Of course, the answer to that question depends on the deal, and in the case of Ascend, the answer isn’t straightforward. A source familiar with the transaction said the company will first look to use the extra cash it generates for small tuck-in acquisitions, and for investments to spur further organic growth.

To finance larger acquisitions, the company might borrow money. Would the company, which has been performing well, take more dividends under certain conditions —say, with cash piling up, capital markets favorable and the outlook for acquisitions subdued? It may, but taking a series of dividends to maintain some optimal level of leverage isn’t necessarily core to the investment thesis.

A second source familiar with the transaction wrote in an email: “Given the strong cash flow and debt paydown from … core companies generally, it’s fair to say it’s part of the general core strategy to refinance … companies from time to time and pay dividends. In Ascend’s case, this happened a bit sooner than usual because the company has performed well above expectations.”

Standard & Poor’s raised concerns about debt levels at Ascend Learning in a report evaluating the proposed dividend recap.

According to an S&P news release, Ascend as of Feb. 11 planned to issue $300 million in unsecured notes due 2025 to pay the dividend, along with $100 million of cash on hand. The actual offering, which closed Feb. 14, ended up at $350 million. The sponsors haven’t settled on the size of the dividend, but it will likely be closer to $400 million than to $450 million, according to my first source.

S&P expected the original plan for borrowing to take the company’s pro forma adjusted free operating cash flow-to-debt to about 6 percent; meantime, the company’s pro forma adjusted debt-to-EBITDA multiple would rise to more than 8x. As a result, S&P cut its issuer credit rating on Ascend to B- from B, with a stable outlook. Our sources familiar with the transaction noted that the bond offering returned the credit metrics to roughly what they were at the time of the acquisition.

“The downgrade reflects the company’s aggressive financial policy and weakened credit metrics,” S&P wrote in the news release. Interestingly, S&P noted plenty of signs of strength at Ascend Learning. These include an anticipated rate of revenue and EBITDA growth in the mid- to high-single-digit range. The credit-rating company predicts that the company will generate positive free operating cash flow of some $50 million over the next year, and sees the potential for the company to deleverage to less than 7.5x. But S&P also wrote, “we believe Ascend will continue to opportunistically reward its private equity sponsors with dividends or pursue debt-funded acquisitions.”

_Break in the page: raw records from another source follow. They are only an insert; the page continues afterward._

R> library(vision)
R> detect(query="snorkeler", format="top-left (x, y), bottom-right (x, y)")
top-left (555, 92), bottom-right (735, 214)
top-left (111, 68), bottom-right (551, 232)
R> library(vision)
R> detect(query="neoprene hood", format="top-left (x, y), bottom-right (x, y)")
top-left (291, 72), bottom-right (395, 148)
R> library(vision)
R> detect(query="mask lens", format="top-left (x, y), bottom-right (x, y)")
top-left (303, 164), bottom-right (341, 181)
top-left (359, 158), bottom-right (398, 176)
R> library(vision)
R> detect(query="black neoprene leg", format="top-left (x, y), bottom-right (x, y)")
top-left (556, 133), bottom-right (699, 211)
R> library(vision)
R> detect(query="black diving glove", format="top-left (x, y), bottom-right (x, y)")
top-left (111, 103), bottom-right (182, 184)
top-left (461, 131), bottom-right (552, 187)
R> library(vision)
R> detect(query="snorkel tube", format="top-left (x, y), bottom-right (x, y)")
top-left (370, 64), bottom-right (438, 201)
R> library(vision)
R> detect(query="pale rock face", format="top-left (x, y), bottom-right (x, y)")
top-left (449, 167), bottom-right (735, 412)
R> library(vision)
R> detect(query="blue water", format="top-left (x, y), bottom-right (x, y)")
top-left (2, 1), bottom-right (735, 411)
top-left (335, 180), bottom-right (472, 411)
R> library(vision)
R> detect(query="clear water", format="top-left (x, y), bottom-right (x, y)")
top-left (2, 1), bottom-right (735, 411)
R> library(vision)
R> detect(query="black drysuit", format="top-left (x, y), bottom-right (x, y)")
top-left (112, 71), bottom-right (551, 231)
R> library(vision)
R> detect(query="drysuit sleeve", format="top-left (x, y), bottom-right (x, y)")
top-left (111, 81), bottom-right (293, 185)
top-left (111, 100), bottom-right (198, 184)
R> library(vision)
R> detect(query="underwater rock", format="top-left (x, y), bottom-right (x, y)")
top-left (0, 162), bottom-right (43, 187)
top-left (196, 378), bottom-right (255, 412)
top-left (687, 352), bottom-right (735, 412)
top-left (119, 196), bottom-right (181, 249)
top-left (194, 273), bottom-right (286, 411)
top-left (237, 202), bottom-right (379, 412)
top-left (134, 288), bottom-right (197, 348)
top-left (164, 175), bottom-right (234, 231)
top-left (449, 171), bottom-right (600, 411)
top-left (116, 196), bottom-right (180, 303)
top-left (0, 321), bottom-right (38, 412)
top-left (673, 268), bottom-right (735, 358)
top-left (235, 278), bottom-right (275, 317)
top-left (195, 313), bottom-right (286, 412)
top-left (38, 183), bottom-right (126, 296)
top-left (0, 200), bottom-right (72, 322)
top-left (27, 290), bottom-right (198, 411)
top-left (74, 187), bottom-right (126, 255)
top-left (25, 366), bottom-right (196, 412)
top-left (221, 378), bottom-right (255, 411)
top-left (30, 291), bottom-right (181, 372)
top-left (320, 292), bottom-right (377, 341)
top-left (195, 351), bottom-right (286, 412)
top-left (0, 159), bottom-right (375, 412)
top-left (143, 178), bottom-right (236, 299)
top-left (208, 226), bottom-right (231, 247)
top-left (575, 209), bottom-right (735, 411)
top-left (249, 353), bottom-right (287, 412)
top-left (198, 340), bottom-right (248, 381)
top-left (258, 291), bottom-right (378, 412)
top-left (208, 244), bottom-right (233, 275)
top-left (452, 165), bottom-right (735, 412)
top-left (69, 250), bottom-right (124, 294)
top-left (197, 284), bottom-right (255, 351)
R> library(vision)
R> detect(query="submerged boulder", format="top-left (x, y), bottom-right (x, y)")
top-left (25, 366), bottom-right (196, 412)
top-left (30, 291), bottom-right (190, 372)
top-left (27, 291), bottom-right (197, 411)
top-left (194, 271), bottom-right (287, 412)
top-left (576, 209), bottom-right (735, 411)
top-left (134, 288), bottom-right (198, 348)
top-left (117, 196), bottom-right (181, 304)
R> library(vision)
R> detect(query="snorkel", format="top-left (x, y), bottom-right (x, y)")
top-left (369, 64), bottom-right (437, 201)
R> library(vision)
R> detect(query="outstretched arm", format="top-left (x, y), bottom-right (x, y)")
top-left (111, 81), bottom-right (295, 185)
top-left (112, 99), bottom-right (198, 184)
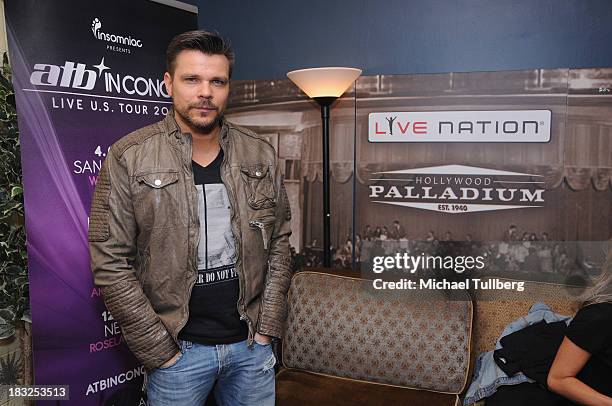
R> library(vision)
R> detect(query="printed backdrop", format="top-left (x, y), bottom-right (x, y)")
top-left (227, 69), bottom-right (612, 274)
top-left (5, 0), bottom-right (196, 404)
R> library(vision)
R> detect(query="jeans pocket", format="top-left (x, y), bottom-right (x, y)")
top-left (157, 350), bottom-right (184, 370)
top-left (254, 338), bottom-right (272, 347)
top-left (261, 351), bottom-right (276, 373)
top-left (157, 340), bottom-right (189, 371)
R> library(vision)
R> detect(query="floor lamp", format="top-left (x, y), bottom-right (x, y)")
top-left (287, 67), bottom-right (362, 267)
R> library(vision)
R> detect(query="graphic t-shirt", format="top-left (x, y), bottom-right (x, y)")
top-left (178, 150), bottom-right (248, 345)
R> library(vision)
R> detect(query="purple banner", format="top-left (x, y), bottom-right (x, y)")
top-left (5, 0), bottom-right (197, 403)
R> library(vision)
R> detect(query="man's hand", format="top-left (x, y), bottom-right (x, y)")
top-left (160, 351), bottom-right (181, 368)
top-left (254, 332), bottom-right (272, 345)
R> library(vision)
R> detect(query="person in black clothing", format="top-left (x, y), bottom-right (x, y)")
top-left (548, 246), bottom-right (612, 405)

Dividend recaps such as that Ascend took haven’t garnered a lot of attention in the press in recent months. But if the economy weakens, you can be sure that will change. In an October report on LBO credit quality, Moody’s Investors Service observed that since 2009 nearly a third of the 308 PE-backed companies it has rated have paid debt-funded dividends, which it called “risky transactions.”

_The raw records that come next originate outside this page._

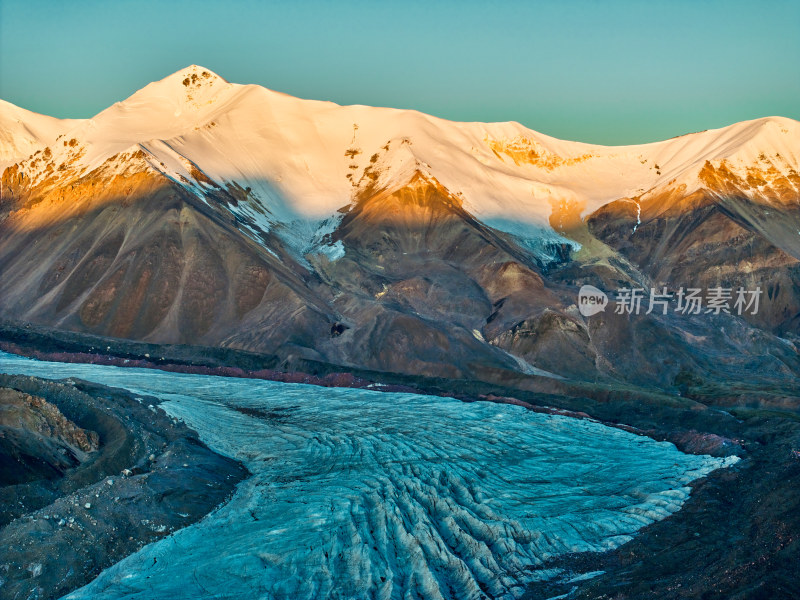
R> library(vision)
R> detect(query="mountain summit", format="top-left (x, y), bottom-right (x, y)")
top-left (2, 66), bottom-right (798, 250)
top-left (1, 67), bottom-right (799, 386)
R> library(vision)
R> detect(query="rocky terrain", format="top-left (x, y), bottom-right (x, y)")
top-left (0, 373), bottom-right (247, 600)
top-left (0, 66), bottom-right (798, 391)
top-left (1, 332), bottom-right (799, 599)
top-left (0, 387), bottom-right (98, 491)
top-left (0, 65), bottom-right (799, 598)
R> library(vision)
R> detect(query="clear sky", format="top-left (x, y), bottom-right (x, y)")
top-left (1, 0), bottom-right (798, 145)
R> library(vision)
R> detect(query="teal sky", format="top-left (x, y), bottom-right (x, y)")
top-left (1, 0), bottom-right (798, 145)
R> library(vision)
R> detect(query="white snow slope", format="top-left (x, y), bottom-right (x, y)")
top-left (0, 99), bottom-right (77, 171)
top-left (2, 65), bottom-right (799, 261)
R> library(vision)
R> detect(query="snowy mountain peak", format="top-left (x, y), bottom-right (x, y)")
top-left (1, 67), bottom-right (798, 267)
top-left (104, 64), bottom-right (233, 121)
top-left (172, 64), bottom-right (227, 83)
top-left (129, 65), bottom-right (231, 105)
top-left (0, 100), bottom-right (78, 170)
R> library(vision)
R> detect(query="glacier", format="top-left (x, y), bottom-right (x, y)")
top-left (0, 352), bottom-right (737, 600)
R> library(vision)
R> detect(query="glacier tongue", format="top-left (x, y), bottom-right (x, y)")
top-left (0, 354), bottom-right (736, 600)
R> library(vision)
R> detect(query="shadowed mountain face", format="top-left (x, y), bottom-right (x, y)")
top-left (316, 173), bottom-right (564, 378)
top-left (2, 161), bottom-right (798, 390)
top-left (587, 187), bottom-right (800, 335)
top-left (0, 162), bottom-right (333, 355)
top-left (1, 66), bottom-right (799, 390)
top-left (0, 165), bottom-right (550, 379)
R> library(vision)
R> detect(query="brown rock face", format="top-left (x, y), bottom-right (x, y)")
top-left (1, 146), bottom-right (799, 389)
top-left (0, 156), bottom-right (335, 356)
top-left (587, 185), bottom-right (800, 334)
top-left (321, 172), bottom-right (556, 377)
top-left (0, 388), bottom-right (98, 485)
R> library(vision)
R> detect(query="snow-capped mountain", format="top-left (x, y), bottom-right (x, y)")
top-left (1, 65), bottom-right (799, 385)
top-left (0, 99), bottom-right (77, 171)
top-left (4, 66), bottom-right (798, 262)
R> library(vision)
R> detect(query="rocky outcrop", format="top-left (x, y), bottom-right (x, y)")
top-left (0, 374), bottom-right (247, 600)
top-left (0, 70), bottom-right (798, 389)
top-left (0, 388), bottom-right (98, 487)
top-left (587, 186), bottom-right (800, 334)
top-left (2, 158), bottom-right (799, 391)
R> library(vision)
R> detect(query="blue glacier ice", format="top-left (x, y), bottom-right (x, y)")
top-left (0, 352), bottom-right (737, 600)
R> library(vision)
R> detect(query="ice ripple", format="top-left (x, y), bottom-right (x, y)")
top-left (0, 353), bottom-right (737, 600)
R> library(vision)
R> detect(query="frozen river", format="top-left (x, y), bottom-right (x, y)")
top-left (0, 352), bottom-right (736, 600)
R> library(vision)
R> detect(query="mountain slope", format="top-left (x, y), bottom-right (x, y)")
top-left (1, 65), bottom-right (799, 387)
top-left (7, 66), bottom-right (798, 263)
top-left (0, 99), bottom-right (77, 171)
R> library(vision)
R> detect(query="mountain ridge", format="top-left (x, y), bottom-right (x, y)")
top-left (1, 65), bottom-right (799, 387)
top-left (2, 65), bottom-right (798, 264)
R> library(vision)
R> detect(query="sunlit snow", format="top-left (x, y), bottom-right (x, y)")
top-left (4, 66), bottom-right (797, 268)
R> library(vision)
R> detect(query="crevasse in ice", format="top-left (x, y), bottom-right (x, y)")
top-left (0, 353), bottom-right (737, 600)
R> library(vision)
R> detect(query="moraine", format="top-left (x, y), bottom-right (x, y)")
top-left (0, 352), bottom-right (737, 600)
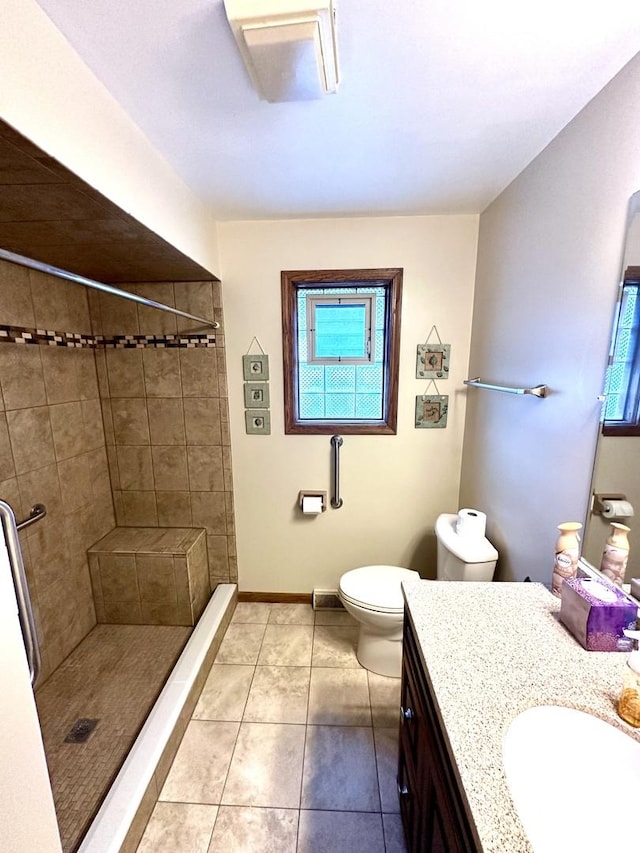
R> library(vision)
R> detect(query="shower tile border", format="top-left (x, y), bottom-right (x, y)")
top-left (0, 324), bottom-right (218, 349)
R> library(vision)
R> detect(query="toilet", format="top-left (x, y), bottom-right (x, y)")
top-left (338, 512), bottom-right (498, 677)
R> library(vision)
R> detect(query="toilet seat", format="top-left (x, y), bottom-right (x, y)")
top-left (339, 565), bottom-right (420, 614)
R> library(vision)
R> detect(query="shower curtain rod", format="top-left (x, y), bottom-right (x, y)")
top-left (0, 248), bottom-right (219, 329)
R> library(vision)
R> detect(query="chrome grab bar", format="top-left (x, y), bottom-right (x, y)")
top-left (16, 503), bottom-right (47, 532)
top-left (463, 377), bottom-right (548, 398)
top-left (0, 500), bottom-right (42, 687)
top-left (330, 435), bottom-right (344, 509)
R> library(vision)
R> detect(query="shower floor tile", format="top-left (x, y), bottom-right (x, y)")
top-left (35, 623), bottom-right (190, 852)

In general, the credit-rating company called the credit quality of those 308 companies “weaker” than those of speculative-grade companies not owned by PE firms. “The aggressive financial policies, weak structures and loose covenants accounted for in the ratings of PE-backed companies do not bode well for them when the economy turns,” Moody’s said.

Correction: The original version of this report suggested that the story references multiple S&P multiple reports on the Ascend Learning dividend cap. This story references just one report.